Metadata-Version: 1.0
Name: SqlHBase
Version: 0.1
Summary: MySQLDump to HBase, ETL scripts
Home-page: http://www.rocket-internet.de
Author: Guido Serra aka Zeph
Author-email: zeph@fsfe.org
License: GPL 3
Description: ========
        SqlHBase
        ========
        
        SqlHBase is an HBase ingestion tool for MySQL generated dumps
        
        The aim of this tool is to provide a 1:1 mapping of a MySQL table
        into an HBase table, mapped on Hive (schema is handled too)
        
        To run this requires a working HBase with Thrift enabled,
        and a Hive instance, with metastore properly configured and
        Thrift enabled as well. If u need I/O performance, I recommend to
        look into Pig or Jython, or directly a native Map Reduce job.
        
        SQOOP was discarded as an option, as it doesn't cope with dump files
        and it does not compute the difference between dumps before ingestion.
        
        SqlHBase does a 2 level ingestion process, described below.
        
        "INSERT INTO `table_name` VALUE (), ()" statements are hashed
        and stored (dropping anything at the left side of the first open
        round bracket) as a single row into a staging table on HBase (the
        md5 hash of the row is the row_key on HBase).
        When multiple dumps of the same table/database are inserted, this
        prevents (or at least reduce) the duplication of data on HBase side.
        
        MySQL by default chunks rows as tuples, up to 16Mb, in a single
        INSERT statement. Given that, we basically have a list of tuples:
        
            [(1, "c1", "c2", "c3"), (2, "c1", "c2", "c3"), ... ]
        
        Initial attempt of parsing/splitting such a string with a regexp
        failed, of course. Since a column value could contain ANYTHING,
        even round brackets and quotes. This kind of language is not
        recognizable by a Finite State Automata, so something else had to
        be implemented, to keep track of the nested brackets for example.

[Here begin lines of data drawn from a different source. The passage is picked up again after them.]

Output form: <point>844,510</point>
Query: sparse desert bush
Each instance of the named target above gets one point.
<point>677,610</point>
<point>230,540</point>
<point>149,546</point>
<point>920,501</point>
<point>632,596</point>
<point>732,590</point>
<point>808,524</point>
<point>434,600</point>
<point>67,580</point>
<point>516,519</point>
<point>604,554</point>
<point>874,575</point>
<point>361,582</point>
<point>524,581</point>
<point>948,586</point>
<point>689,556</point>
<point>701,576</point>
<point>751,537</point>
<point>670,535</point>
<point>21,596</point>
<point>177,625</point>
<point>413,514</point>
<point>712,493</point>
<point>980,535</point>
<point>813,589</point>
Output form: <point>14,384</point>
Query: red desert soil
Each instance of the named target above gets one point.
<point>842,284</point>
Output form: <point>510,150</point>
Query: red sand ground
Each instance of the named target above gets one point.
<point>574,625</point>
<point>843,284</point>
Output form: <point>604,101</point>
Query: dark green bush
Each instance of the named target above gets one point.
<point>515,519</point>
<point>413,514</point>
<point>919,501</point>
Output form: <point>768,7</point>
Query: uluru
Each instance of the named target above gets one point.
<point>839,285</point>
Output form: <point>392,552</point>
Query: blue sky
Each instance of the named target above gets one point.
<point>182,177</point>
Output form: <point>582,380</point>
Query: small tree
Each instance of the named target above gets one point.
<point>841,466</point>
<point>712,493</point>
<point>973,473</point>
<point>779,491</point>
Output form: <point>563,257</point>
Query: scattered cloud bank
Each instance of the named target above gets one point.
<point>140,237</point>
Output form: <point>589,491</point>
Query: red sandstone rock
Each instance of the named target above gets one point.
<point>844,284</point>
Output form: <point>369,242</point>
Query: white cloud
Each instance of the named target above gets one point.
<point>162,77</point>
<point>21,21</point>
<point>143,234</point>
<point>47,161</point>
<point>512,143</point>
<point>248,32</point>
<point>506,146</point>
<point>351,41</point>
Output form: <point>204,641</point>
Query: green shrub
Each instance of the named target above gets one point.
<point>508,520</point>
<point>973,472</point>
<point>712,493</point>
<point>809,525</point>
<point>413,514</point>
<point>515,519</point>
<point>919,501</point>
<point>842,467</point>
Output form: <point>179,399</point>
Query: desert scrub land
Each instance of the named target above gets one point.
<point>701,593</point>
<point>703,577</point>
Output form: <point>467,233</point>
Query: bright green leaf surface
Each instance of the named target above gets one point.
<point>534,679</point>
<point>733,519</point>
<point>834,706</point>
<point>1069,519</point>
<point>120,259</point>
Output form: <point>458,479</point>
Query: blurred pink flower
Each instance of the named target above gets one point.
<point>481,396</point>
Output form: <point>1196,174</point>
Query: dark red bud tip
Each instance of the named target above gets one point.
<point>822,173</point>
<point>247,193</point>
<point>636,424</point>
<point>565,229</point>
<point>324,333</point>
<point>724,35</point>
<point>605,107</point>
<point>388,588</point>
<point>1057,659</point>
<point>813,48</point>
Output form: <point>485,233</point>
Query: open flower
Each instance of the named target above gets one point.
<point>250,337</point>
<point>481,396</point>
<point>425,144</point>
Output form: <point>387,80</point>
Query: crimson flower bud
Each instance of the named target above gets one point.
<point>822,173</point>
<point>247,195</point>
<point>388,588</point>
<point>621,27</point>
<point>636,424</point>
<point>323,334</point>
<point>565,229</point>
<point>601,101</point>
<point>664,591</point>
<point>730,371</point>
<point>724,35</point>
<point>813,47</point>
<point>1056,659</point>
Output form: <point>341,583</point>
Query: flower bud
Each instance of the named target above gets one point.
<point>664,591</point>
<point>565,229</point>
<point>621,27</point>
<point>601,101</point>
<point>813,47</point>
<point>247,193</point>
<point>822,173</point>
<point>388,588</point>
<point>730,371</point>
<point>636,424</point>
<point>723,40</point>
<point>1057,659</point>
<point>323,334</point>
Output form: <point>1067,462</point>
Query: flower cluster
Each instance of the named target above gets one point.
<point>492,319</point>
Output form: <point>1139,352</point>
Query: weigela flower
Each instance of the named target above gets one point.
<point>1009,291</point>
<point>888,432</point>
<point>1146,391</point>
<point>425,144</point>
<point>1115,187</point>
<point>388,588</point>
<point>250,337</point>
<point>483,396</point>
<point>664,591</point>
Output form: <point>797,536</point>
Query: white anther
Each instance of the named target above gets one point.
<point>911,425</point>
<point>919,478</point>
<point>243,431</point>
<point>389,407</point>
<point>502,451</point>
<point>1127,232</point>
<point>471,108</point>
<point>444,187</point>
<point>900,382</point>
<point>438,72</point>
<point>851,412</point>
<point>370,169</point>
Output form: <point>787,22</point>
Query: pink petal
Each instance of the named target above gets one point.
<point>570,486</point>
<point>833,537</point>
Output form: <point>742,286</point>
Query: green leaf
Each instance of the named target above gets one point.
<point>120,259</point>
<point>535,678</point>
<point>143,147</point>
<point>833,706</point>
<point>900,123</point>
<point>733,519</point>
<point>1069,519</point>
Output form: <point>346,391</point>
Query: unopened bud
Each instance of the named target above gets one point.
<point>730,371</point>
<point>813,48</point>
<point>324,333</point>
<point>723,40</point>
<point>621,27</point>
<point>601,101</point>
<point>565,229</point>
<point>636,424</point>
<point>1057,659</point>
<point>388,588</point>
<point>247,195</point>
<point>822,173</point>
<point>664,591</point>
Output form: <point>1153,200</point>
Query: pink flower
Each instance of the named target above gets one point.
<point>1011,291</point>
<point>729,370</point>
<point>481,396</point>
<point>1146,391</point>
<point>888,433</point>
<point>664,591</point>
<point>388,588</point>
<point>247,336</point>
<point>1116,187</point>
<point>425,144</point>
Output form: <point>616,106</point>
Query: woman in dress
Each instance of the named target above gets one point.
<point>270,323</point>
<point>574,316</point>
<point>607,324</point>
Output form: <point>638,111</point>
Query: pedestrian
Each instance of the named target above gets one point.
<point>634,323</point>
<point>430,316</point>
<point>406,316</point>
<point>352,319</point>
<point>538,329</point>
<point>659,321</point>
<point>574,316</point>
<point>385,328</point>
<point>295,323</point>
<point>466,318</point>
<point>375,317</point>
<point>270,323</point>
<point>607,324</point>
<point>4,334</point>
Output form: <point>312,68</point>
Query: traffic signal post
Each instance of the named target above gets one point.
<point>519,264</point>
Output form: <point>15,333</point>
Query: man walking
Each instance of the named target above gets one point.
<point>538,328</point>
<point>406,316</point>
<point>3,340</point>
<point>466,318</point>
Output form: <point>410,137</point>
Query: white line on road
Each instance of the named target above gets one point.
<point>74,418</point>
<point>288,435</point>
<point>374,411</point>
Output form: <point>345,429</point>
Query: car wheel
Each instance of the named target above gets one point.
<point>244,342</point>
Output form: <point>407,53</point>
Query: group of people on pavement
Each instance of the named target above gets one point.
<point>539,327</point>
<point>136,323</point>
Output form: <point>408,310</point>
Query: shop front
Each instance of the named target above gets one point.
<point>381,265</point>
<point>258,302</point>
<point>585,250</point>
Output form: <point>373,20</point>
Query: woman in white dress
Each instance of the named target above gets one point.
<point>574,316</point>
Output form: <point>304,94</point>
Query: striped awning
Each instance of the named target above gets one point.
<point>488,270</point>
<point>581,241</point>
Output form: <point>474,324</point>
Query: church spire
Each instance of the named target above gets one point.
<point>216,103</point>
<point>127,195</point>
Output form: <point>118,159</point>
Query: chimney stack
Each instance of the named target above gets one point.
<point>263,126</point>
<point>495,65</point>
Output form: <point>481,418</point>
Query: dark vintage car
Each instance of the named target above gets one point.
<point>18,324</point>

        A PDA (push down automata) would have helped but... as u can
        look above, the syntax is exactly the one from a list of tuples
        in python.... an eval() is all we needed in such a case.
        (and it is also, I guess, optimized on C level by the interpreter)
        
        To be taken in consideration that the IDs of the rows are integers
        while HBase wants a string... plus, we need to do some zero padding
        due to the fact that HBase does lexicographic sorting of its keys.
        
        There are tons of threads on forums about how bad is to use a
        monotonically incrementing key on HBase, but... this is what we needed.
        
        [...]
        
        A 2-level Ingestion Process
        ===========================
        
        A staging,     -> (bin/sqlhbase-mysqlimport)
        --------------------------------------------
        without any kind of interpretation of the content of the MySQL dump
        file apart of the splitting between schema data and raw data (INSERTs).
        2 tables are created _"namespace"_creates, _"namespace"_values
        The first table contains an entry/row for each dumpfile ingested,
        having as a rowkey the timestamp of the day at the bottom of the dumpfile
        (or a command line provided one, in case that information is missing).
        Such row contains the list of hashes that for a table (see below),
        a create statement for each table, and a create statement for each view,
        plus some statistics related to the time of parsing of the file,
        and the amount of rows it was containing, and the overall md5 hash.
        
        A publishing,  -> (bin/sqlhbase-populate)
        -----------------------------------------
        given a namespace (as of initial import) and a timestamp (from a list):
         - the content of the table CREATE statement gets interpreted, the data
           types mapped from MySQL to HIVE, and the table created on HIVE.
         - if not existing, the table gets created fully, reading each 16Mb chunk
         - the table gets created with such convention: "namespace"_"table_name"
         - if the table exists, and it contains data, we compute the difference
           between the 2 lists of hashes that were created at ingestion time
         -- then we check what has already been ingested in the range of row ids
            which is contained in the mysql chunk (we took the assumption that
            mysql is sequentially dumping a table, hopefully)
         -- if a row id which is in the sequence in the database is not in the
            sequence from the chunk we are ingesting, than we might have a DELETE
            (DELETE that we do not execute on HBase due to HBASE-5154, HBASE-5241)
         -- if a row id is also in our chunk, we check each column for changes
         -- duplicated columns are removed from the list that is going to be sent
            to the server, this to avoid waste of bandwidth consumption
         - at this stage, we get a copy of the data on the next known ingestion
           date (dates are known from the list of dumps in the meta table)
         -- if data are found, each row gets diffed with the data to be ingested
            that are left from the previous cleaning... if there are real changes
            those are kept and will be sent to the HBase server for writing
            (timestamps are verified at this stage, to avoid to resend data
            that have already been written previously)
        
        FIXME: ingesting data, skipping a day, will need proper recalculation
               of the difference of the hashes list...
               ingesting data, from a backup that was not previously ingested
               (while we kept ingesting data in the tables) will cause some
               redundant data duplicated in HBase, simply cause we do not dare
               to delete the duplicate that are "in the future"
        
              ...anyway, it is pretty easy to delete a table and reconstruct it
              having all the history into the staging level of HBase
        
        Last but not least, we do parse VIEWs and apply them on HIVE
        ... be careful about https://issues.apache.org/jira/browse/HIVE-2055 !!!
        
Platform: UNKNOWN